キーワード ジャガイモ、疫病、抵抗性、メタラキシル耐性
背景・ねらい メタラキシル耐性のジャガイモ疫病菌は、九州では1990年代にJP-1系統が分離され、防除効果の低下が報告されている(菅・仲川、2000)。その後、JP-1系統とは交配型が異なるA1型のメタラキシル耐性菌が長崎県で分離され、その分離頻度が高まっている(佐山ら、2003)。これらの疫病菌は、現在国内で栽培されている真性抵抗性遺伝子保有品種を全て侵すことができる。特にA1型のメタラキシル耐性菌は、北海道で圃場抵抗性が強い「マチルダ」の早期発病化の原因とされている。病虫害複合抵抗性素材を育成するため、A1型のメタラキシル耐性疫病菌03001株(レース1、3、4)を用いて、バレイショ品種・系統の茎葉および塊茎疫病抵抗性を評価する。
成果の内容・特徴
  1. 58品種・系統中、北育1号、Krasneufimsk、北海56号、ホッカイアカ、W553-4、Atzimba、シレトコ、V-2、花標津、北育8号、Pentland Dell、サクラフブキの12品種・系統が切離葉への滴下接種検定において抵抗性を示す(表1)。

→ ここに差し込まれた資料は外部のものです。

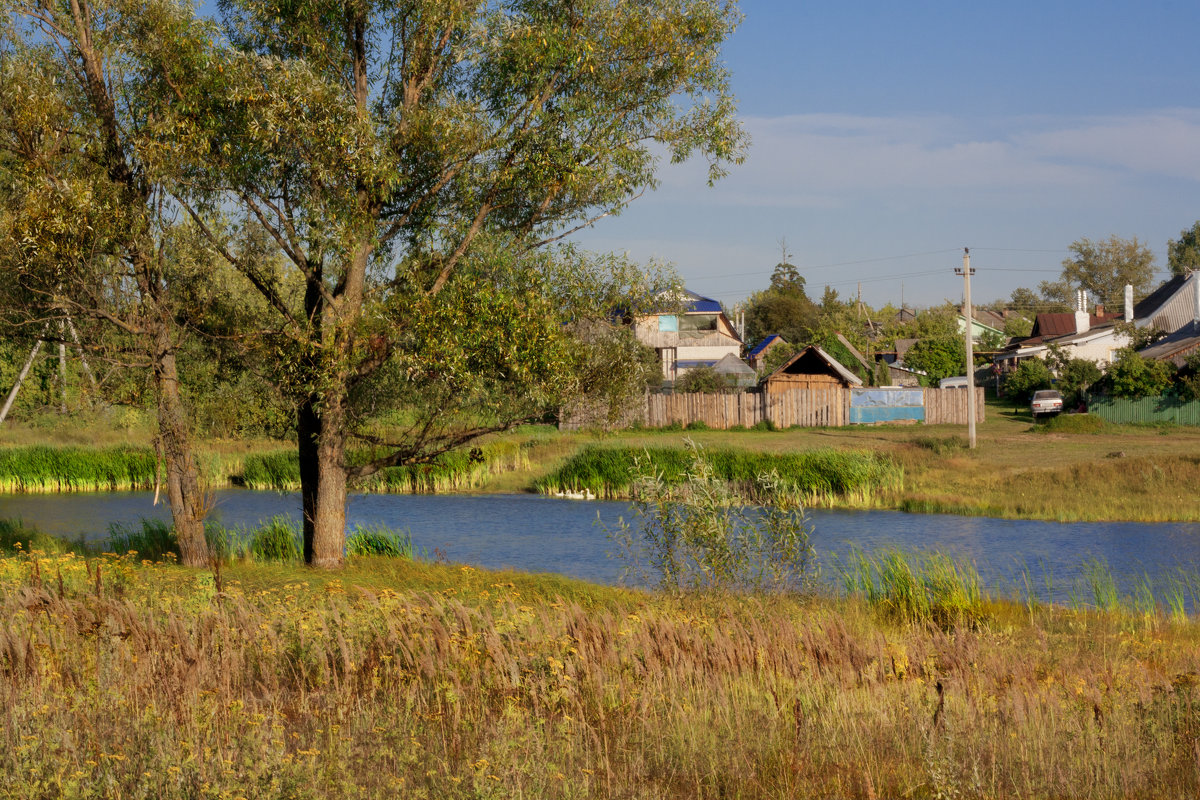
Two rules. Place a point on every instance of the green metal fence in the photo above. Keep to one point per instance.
(1147, 409)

  2. 58品種・系統中、Krasneufimsk、シレトコ、V-2、I-853の4品種・系統が塊茎浸漬接種検定において抵抗性を示す(表1)。
  3. Krasneufimsk、シレトコ、V-2の3品種・系統は、茎葉、塊茎ともに抵抗性を示す(表1)。
成果の活用面・留意点
  1. バレイショの疫病抵抗性品種育成および減農薬栽培を行う上での参考とする。
  2. 茎葉・塊茎とも抵抗性を示した3品種・系統のうち、Krasneufimskは開花前に落蕾するため、育種素材としての利用はむずかしい。
  3. 本研究で抵抗性を示した品種・系統は、病原性レース1,2,3,4などの高次レースの疫病菌が出現した場合、罹病化する可能性がある。